Trener Realu Madryt, Carlo Ancelotti rozważa ponoć wystawienie do gry w rewanżowym meczu 1/8 finału Ligi Mistrzów z Schalke Norwega Martina Odegaarda. Jeśli tak się stanie, 16-latek zostanie najmłodszym graczem jaki kiedykolwiek zadebiutował w tych rozgrywkach.
Odegaarda zabrakło w kadrze na spotkanie w Gelsenkirchen. Norweski pomocnik na razie jest zawodnikiem drugiej ekipy Królewskich, Castilli, gdzie szkoli swoje umiejętności pod wodzą słynnego Zinedine’a Zidane’a. Często Norweg trenuje jednak z pierwszą drużyną Realu Madryt.

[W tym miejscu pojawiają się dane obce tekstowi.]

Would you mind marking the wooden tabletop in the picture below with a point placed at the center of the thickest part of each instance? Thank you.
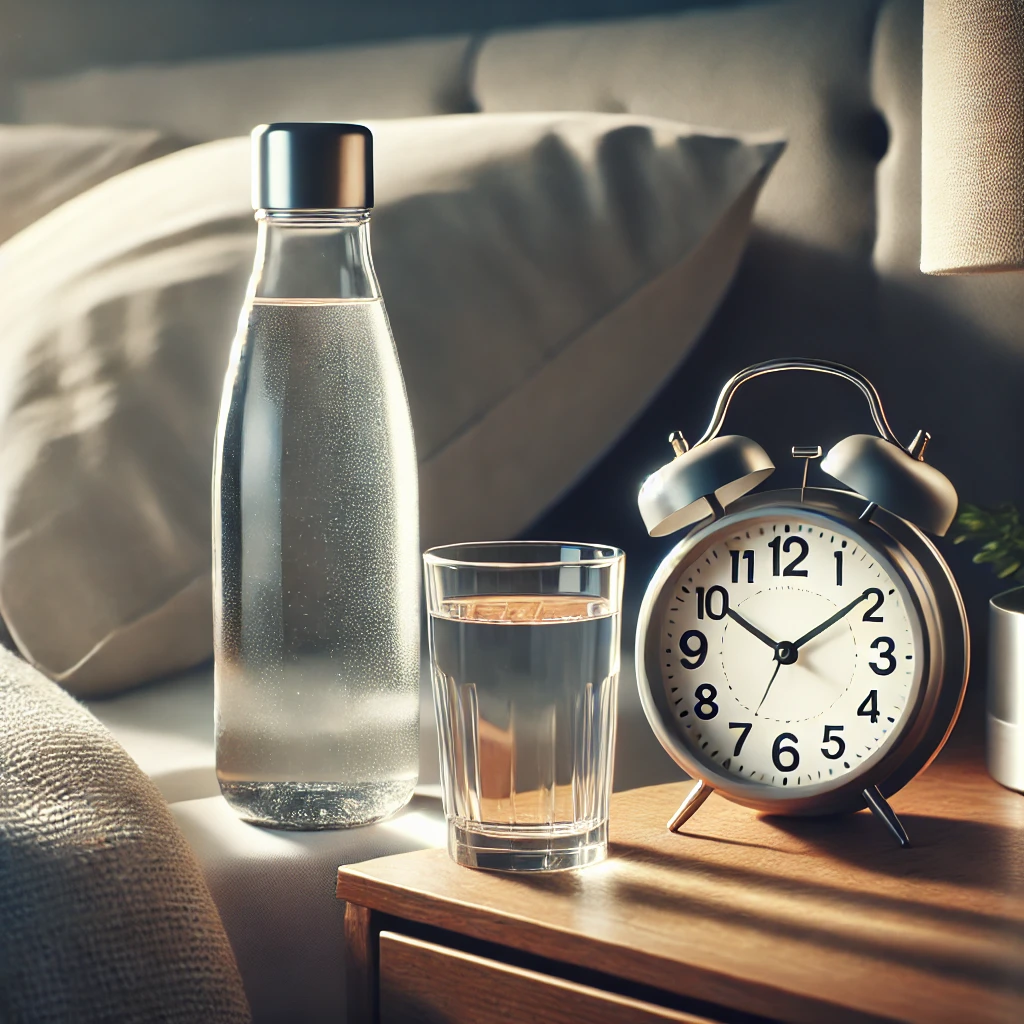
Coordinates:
(807, 920)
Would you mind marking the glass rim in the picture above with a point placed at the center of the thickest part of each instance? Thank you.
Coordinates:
(436, 556)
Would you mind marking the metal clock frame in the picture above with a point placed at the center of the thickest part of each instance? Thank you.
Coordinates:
(942, 665)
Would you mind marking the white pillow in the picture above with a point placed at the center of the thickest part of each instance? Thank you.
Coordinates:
(42, 166)
(543, 273)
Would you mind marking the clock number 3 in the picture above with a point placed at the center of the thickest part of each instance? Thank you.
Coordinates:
(888, 663)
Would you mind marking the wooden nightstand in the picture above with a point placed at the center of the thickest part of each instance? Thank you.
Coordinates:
(740, 918)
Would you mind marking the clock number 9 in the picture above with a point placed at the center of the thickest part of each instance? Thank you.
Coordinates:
(694, 655)
(779, 748)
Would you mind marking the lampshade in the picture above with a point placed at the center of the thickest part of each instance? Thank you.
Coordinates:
(972, 210)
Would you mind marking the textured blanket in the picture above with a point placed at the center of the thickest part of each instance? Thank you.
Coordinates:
(103, 912)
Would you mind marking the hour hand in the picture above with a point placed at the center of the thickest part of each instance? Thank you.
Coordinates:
(751, 628)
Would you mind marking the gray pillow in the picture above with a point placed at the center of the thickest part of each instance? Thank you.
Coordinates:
(543, 273)
(105, 914)
(42, 166)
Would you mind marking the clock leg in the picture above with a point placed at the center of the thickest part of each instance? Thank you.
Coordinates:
(693, 800)
(882, 810)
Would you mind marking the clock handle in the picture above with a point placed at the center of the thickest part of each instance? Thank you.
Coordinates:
(881, 809)
(693, 800)
(866, 388)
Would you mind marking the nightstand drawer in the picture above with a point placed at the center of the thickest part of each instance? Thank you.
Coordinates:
(423, 982)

W obliczu wyniku pierwszego spotkania przeciwko Schalke, które Merengues wygrali 2:0 Carlo Ancelotti poważnie bierze pod uwagę wystawienie Odegaarda w rewanżu, który odbędzie się 10. marca. Zapewne młodzian nie wystąpiłby na Bernabeu od pierwszej minuty, ale mógłby liczyć na wejście z ławki w drugiej części spotkania.

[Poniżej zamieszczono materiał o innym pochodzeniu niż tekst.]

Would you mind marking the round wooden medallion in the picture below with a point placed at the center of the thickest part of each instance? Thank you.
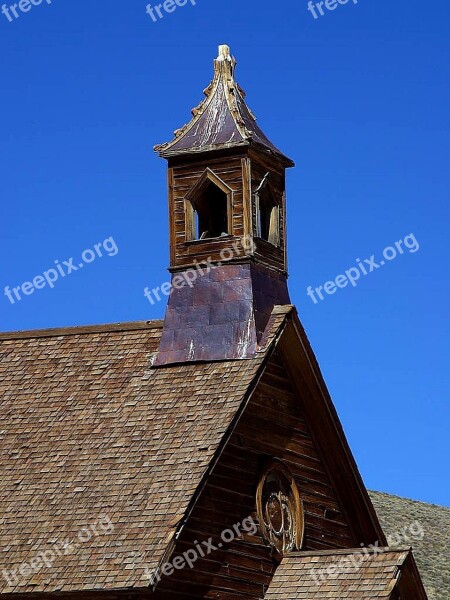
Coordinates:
(280, 509)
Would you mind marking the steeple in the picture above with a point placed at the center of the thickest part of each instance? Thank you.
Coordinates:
(222, 120)
(227, 212)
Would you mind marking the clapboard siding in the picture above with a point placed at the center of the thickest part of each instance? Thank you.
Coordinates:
(272, 426)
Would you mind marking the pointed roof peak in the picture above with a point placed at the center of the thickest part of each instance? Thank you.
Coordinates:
(222, 120)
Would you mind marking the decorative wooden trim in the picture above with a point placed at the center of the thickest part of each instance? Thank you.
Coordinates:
(172, 233)
(208, 176)
(247, 196)
(297, 516)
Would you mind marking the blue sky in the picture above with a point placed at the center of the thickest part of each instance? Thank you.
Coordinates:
(358, 97)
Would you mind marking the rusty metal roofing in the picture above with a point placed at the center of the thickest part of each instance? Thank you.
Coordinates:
(222, 120)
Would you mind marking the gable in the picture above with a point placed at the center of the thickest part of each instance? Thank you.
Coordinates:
(425, 527)
(271, 424)
(91, 435)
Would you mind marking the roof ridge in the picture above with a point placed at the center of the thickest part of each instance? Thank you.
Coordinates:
(81, 330)
(343, 551)
(406, 499)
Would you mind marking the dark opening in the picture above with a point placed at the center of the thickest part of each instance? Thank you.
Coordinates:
(211, 213)
(268, 217)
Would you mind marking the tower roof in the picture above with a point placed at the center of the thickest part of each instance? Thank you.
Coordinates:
(222, 120)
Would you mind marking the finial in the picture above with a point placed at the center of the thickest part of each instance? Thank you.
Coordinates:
(224, 53)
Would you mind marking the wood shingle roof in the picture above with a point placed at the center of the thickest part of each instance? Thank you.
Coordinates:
(90, 431)
(334, 575)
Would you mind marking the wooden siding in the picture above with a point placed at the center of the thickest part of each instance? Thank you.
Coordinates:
(242, 175)
(272, 425)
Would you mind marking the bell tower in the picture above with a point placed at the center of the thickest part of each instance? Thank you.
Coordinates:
(227, 208)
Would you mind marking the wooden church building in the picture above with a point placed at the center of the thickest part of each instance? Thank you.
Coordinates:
(199, 457)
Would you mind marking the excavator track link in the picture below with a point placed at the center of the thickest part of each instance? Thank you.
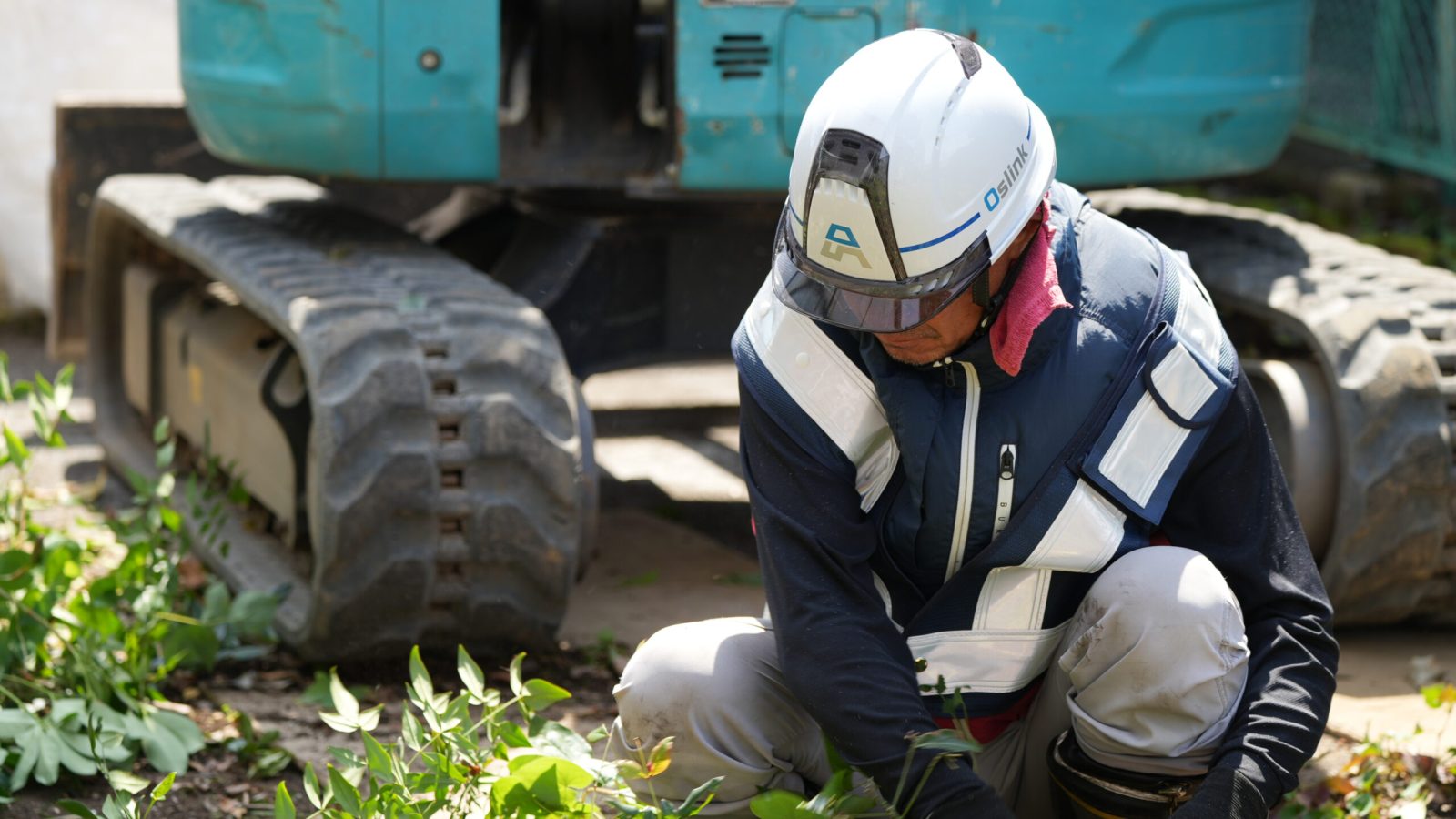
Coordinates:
(1382, 329)
(449, 479)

Gdyby tak się stało Odegaard zostałby w wieku 16 lat i 83 dni najmłodszym debiutantem w Lidze Mistrzów, bijąc osiągnięcie dotychczasowego rekordzisty w tym względzie, byłego obrońcy Chelsea Celestine’a Babayaro. Gracz ten jako piłkarz Anderlechtu wystąpił przeciwko Steaule Bukareszt mając dokładnie 16 lat i 87 dni.